DEFI

Loopring hit by $5 million hacker attack, Guardian two-factor authentication service compromised

share
Loopring hit by $5 million hacker attack, Guardian two-factor authentication service compromised

The zkEVM protocol Loopring on Ethereum announces that its "Guardian" dual identity verification service has been compromised, resulting in the theft of tokens worth $5 million. Loopring has advised affected users to contact the protocol foundation mailbox.

What Vulnerability Occurred in Loopring?

Loopring encountered a security vulnerability in its Guardian service.

This service allows users to designate trusted wallets to assist in secure operations, such as locking compromised wallets or recovering wallets in case of lost mnemonic phrases. Unfortunately, a hacker successfully bypassed Loopring's official Guardian service and initiated an unauthorized reset operation on a wallet with only one trusted Guardian wallet.

The hacker exploited a loophole in the Guardian service, allowing them to reset the wallet without user permission. According to Loopring, it requires approval from over half of the Guardians to authorize transactions, so wallets using multiple Guardians or third-party Guardians were not affected by this vulnerability.

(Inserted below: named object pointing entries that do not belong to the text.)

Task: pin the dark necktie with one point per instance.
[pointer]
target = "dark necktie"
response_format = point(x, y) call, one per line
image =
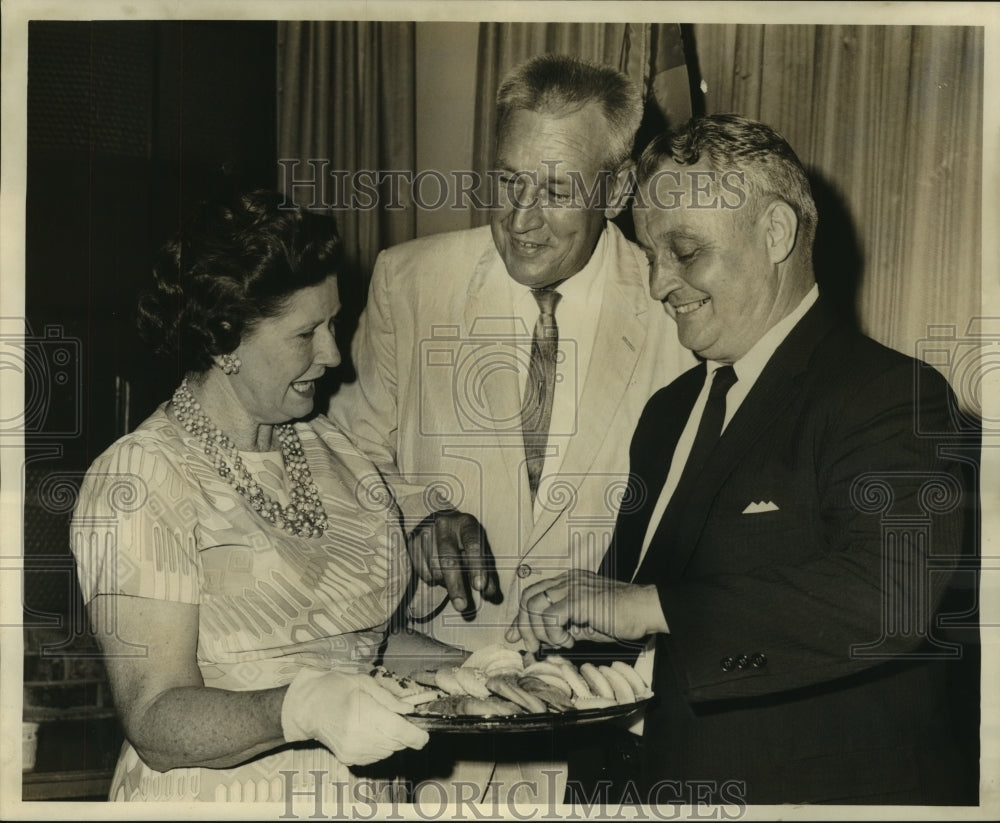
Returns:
point(536, 406)
point(621, 561)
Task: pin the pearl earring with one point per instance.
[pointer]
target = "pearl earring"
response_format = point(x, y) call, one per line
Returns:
point(230, 364)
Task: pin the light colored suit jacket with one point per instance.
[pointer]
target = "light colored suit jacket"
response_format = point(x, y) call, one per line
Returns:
point(436, 406)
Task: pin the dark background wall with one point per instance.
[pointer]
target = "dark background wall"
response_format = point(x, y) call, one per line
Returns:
point(129, 124)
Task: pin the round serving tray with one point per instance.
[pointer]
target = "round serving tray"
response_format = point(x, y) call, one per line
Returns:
point(471, 724)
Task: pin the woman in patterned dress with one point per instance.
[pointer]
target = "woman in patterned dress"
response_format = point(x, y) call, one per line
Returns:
point(240, 560)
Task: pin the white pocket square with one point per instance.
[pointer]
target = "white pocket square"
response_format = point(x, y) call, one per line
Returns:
point(763, 506)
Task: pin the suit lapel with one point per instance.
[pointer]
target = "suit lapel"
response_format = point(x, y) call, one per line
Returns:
point(620, 337)
point(652, 451)
point(774, 389)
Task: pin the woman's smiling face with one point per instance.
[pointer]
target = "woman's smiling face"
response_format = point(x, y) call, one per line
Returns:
point(283, 356)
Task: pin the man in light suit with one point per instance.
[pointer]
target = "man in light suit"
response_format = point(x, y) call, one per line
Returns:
point(444, 347)
point(791, 570)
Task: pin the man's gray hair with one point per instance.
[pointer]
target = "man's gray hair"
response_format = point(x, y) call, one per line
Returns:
point(558, 84)
point(729, 142)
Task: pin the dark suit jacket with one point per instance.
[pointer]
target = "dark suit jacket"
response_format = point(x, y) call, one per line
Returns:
point(793, 671)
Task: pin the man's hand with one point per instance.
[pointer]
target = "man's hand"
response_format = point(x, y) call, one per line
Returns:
point(450, 549)
point(580, 604)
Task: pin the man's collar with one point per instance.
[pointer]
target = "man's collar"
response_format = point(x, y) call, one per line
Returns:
point(753, 362)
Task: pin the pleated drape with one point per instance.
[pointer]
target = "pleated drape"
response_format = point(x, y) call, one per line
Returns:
point(889, 121)
point(347, 95)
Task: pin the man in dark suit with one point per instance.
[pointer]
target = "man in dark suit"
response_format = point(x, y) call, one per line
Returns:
point(788, 534)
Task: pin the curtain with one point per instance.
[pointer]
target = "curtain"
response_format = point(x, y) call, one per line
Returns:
point(652, 55)
point(347, 98)
point(888, 119)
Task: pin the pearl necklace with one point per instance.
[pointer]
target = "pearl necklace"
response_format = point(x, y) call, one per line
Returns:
point(304, 515)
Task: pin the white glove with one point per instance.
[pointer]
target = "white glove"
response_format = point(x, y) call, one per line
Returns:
point(350, 714)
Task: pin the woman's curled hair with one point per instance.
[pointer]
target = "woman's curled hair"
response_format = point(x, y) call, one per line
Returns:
point(230, 266)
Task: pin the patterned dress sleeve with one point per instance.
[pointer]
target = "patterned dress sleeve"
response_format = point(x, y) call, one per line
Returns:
point(127, 535)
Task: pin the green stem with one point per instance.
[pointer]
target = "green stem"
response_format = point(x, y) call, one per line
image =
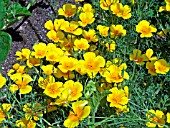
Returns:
point(134, 68)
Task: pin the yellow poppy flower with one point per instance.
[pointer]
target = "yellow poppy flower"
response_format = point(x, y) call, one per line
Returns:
point(105, 4)
point(155, 117)
point(168, 117)
point(2, 80)
point(34, 111)
point(58, 23)
point(149, 53)
point(145, 29)
point(110, 46)
point(5, 107)
point(25, 123)
point(68, 43)
point(49, 69)
point(161, 66)
point(32, 61)
point(74, 89)
point(54, 89)
point(138, 57)
point(67, 64)
point(115, 74)
point(53, 53)
point(163, 33)
point(81, 44)
point(40, 50)
point(42, 82)
point(86, 18)
point(88, 8)
point(117, 98)
point(23, 55)
point(92, 63)
point(103, 30)
point(67, 75)
point(121, 11)
point(21, 83)
point(151, 68)
point(67, 10)
point(80, 111)
point(117, 30)
point(55, 36)
point(90, 35)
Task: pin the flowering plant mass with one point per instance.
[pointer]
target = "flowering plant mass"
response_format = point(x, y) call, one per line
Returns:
point(106, 64)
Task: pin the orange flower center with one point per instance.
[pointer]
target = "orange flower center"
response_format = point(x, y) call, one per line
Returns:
point(145, 30)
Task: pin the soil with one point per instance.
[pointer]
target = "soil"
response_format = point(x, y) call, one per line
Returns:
point(32, 29)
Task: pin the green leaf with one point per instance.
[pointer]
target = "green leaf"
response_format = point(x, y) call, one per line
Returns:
point(1, 23)
point(5, 45)
point(6, 2)
point(18, 10)
point(96, 98)
point(2, 9)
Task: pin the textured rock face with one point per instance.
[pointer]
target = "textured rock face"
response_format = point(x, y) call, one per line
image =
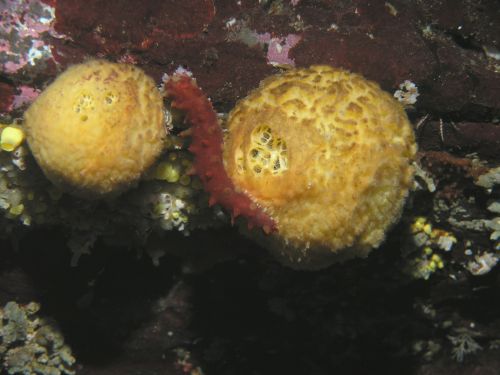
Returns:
point(97, 127)
point(327, 154)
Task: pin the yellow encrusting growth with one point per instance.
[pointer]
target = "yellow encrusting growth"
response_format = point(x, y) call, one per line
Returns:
point(97, 127)
point(327, 155)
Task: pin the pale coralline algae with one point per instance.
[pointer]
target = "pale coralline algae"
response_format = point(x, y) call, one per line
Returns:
point(30, 344)
point(24, 27)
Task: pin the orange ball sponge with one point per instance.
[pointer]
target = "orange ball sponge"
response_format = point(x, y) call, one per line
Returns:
point(97, 127)
point(327, 154)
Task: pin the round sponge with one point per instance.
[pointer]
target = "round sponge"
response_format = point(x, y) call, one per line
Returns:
point(327, 154)
point(97, 127)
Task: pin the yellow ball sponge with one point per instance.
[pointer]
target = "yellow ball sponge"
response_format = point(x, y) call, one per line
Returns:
point(327, 154)
point(97, 127)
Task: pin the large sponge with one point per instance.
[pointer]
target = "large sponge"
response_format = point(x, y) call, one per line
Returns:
point(97, 127)
point(327, 154)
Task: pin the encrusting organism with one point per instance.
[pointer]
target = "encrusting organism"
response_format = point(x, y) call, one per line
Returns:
point(323, 155)
point(207, 145)
point(97, 127)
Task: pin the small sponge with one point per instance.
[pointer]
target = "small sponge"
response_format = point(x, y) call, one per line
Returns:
point(97, 127)
point(327, 154)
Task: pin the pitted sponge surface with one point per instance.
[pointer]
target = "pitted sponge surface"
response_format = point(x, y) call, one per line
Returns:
point(97, 127)
point(328, 155)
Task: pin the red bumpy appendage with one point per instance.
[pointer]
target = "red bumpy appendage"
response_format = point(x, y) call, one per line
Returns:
point(206, 146)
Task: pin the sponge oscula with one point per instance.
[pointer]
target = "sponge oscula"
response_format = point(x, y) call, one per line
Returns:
point(97, 127)
point(327, 155)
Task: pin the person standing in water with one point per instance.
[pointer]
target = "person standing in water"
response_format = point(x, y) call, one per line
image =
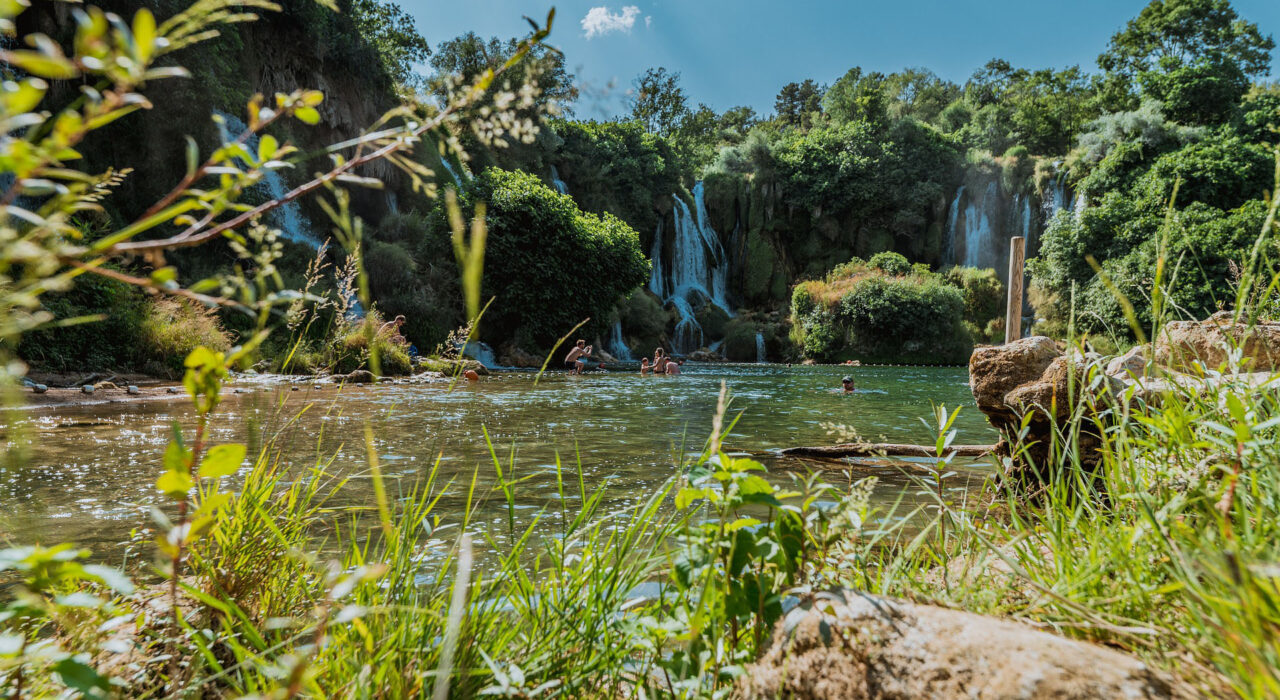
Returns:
point(576, 358)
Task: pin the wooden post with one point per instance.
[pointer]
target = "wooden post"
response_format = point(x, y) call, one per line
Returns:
point(1014, 312)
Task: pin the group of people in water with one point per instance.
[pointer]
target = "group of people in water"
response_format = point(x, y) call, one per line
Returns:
point(575, 362)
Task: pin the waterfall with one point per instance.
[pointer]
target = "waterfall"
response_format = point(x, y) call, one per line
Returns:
point(558, 183)
point(481, 353)
point(656, 282)
point(951, 225)
point(699, 269)
point(288, 218)
point(979, 242)
point(617, 346)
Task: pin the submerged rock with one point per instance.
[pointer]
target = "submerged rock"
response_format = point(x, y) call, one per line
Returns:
point(360, 376)
point(849, 644)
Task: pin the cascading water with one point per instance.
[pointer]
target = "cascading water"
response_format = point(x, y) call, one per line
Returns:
point(657, 283)
point(288, 218)
point(617, 346)
point(558, 183)
point(698, 270)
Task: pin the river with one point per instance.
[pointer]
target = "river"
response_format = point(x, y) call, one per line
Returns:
point(90, 470)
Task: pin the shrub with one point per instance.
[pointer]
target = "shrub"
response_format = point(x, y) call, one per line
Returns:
point(172, 328)
point(983, 296)
point(872, 315)
point(890, 262)
point(548, 265)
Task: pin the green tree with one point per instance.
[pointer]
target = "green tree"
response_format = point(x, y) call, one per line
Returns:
point(858, 97)
point(548, 265)
point(659, 103)
point(1196, 55)
point(798, 103)
point(392, 32)
point(467, 56)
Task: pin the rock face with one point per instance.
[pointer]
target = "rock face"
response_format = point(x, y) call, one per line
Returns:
point(1182, 343)
point(862, 646)
point(995, 371)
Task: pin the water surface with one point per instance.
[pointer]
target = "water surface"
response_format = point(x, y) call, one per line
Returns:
point(90, 474)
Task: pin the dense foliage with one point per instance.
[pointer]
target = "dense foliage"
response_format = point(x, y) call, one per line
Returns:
point(548, 265)
point(886, 312)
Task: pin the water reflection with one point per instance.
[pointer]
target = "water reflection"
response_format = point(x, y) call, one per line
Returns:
point(91, 469)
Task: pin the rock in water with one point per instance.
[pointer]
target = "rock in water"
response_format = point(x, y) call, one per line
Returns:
point(1182, 343)
point(993, 371)
point(360, 376)
point(856, 645)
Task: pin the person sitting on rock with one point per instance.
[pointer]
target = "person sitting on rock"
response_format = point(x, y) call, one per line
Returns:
point(576, 358)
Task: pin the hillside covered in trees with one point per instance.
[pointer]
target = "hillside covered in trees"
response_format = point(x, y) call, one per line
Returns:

Some Wallets Affected, Loss of Five Million Dollars

Loopring disclosed two wallet addresses involved in the vulnerability, with data showing that one of the wallets lost approximately $5 million in tokens.

Loopring's Response

Loopring is actively collaborating with security experts to understand how the two-factor authentication service was compromised. To protect users, Loopring has temporarily halted all operations related to Guardian and two-factor authentication. Loopring stated in their announcement on X that "the vulnerability has been stopped following this action."

The protocol is working with law enforcement to track the hacker. They also urge any additional information providers regarding this attack to come forward. This collaborative effort aims to minimize damages and prevent future attacks.

Preventive Measures

Loopring's risk disclosure statement had already indicated that the Guardian service could be susceptible to such breaches.

The protocol recommends users to designate at least three Guardians to enhance security: "After creating a wallet, we will add the Loopring official Guardian service to your wallet by default. As a centralized service, Loopring's official Guardian may be vulnerable to hacker attacks and control."